O Professor Jerry Hall, da Universidade George Washington/EUA, realizou esse tipo de experimento. Foram divididos 17 (dezessete) embriões, nos estágios de 2 (duas) a 8 (oito) células, resultando em 48 (quarenta e oito) novos embriões. Todos os embriões gerados foram destruídos ao final do experimento, com um estado máximo de desenvolvimento de 32 (trinta e duas) células. A segunda técnica seria a que reproduz assexuadamente um indivíduo criando outro igual ao previamente existente.

A reprodução assexuada é classificada por Stela Marcos de Almeida Neves Barbas (1998, p. 39-40), da seguinte forma:

I – Reprodução Assexuada.

Cloning.

 

1.1 Com componente genético de um dos cônjuges:

a) Gene do pai, clonado em óvulo de mãe legal e gerado por ela – cloning homólogo.

b)Gene do pai, clonado em óvulo doado e gerado por mãe legal. .

c) Gene da mãe, clonado em óvulo de mãe legal e gerado por ela – cloning antólogo.

d) Gene clonado em óvulo de mãe doadora e gerado por ela.

 

1.2 Com componente genético de doador, clonado em óvulo de mãe portadora e gestado por ela – cloning heterólogo.

Foi utilizada a reprodução assexuada, no caso a técnica do transplante nuclear, na criação da ovelha Dolly, e é anunciada pelos cientistas como a que deverá ser utilizada para a clonagem de seres humanos.

Essa técnica consiste em retirar-se do ser (do animal) ao qual se deseja copiar, uma célula comum cujo núcleo é, em seguida, extraído, sugado com uma agulha.
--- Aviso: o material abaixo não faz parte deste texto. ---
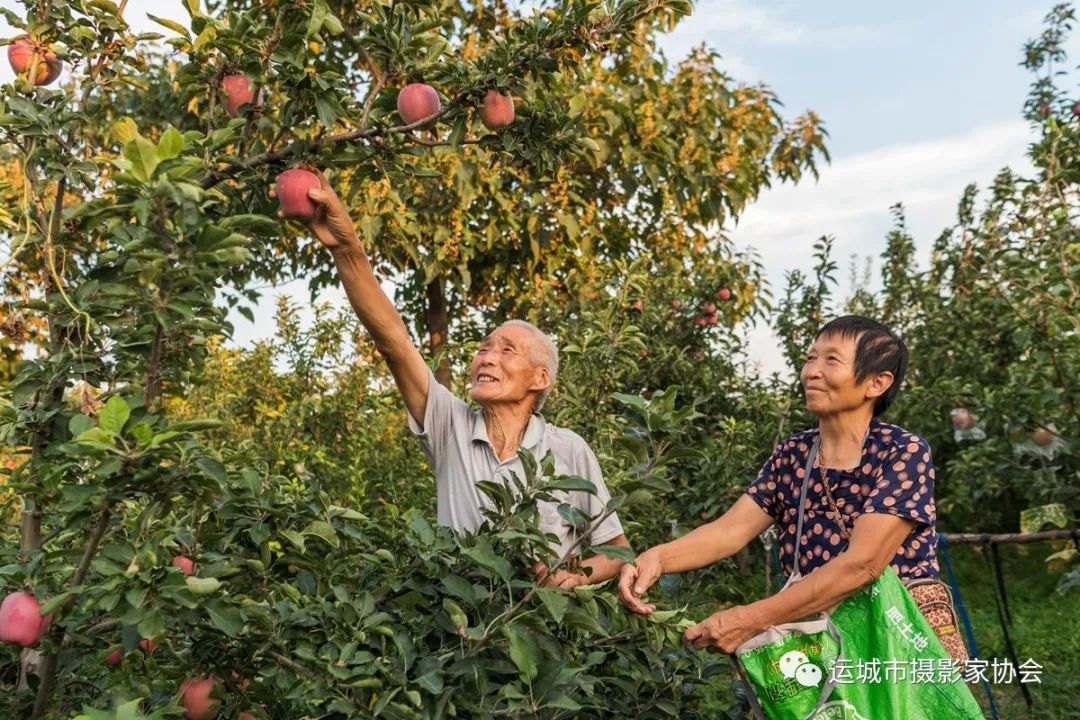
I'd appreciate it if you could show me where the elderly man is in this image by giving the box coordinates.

O núcleo de referida célula é enxertado em um óvulo – do qual também foi retirado o núcleo – de outro ser.

Para unir o óvulo ao núcleo inserido, utiliza-se uma descarga elétrica. O patrimônio genético do ovo formado é completo, uma vez que vem de uma célula comum de um animal adulto. A partir de tal fusão, o óvulo é colocado em um meio que estimula a formação do embrião que, por sua vez, será implantado no útero de outro organismo, da mesma espécie que os anteriores. Após o período de gestação, nascerá um ser geneticamente igual àquele do qual foi extraído o núcleo da célula comum, apesar de o óvulo e útero pertencerem a outros organismos.

O médico italiano Severino Antinori citado por Dieguez (2001) afirma ser possível a clonagem humana através da seguinte experiência: serão retirados óvulos de 180 (cento e oitenta) mulheres. Estimuladas por drogas, cada mulher doará, aproximadamente, 10 (dez) óvulos, cujos núcleos serão removidos, ou seja, totalizando 1800 (mil e oitocentos) óvulos. Como descrito anteriormente, será introduzido em tais óvulos, o núcleo das células de pessoas candidatas à clonagem. Após o processo de reconstrução e fecundação, apenas 600 (seiscentos) óvulos chegarão ao estágio de embrião.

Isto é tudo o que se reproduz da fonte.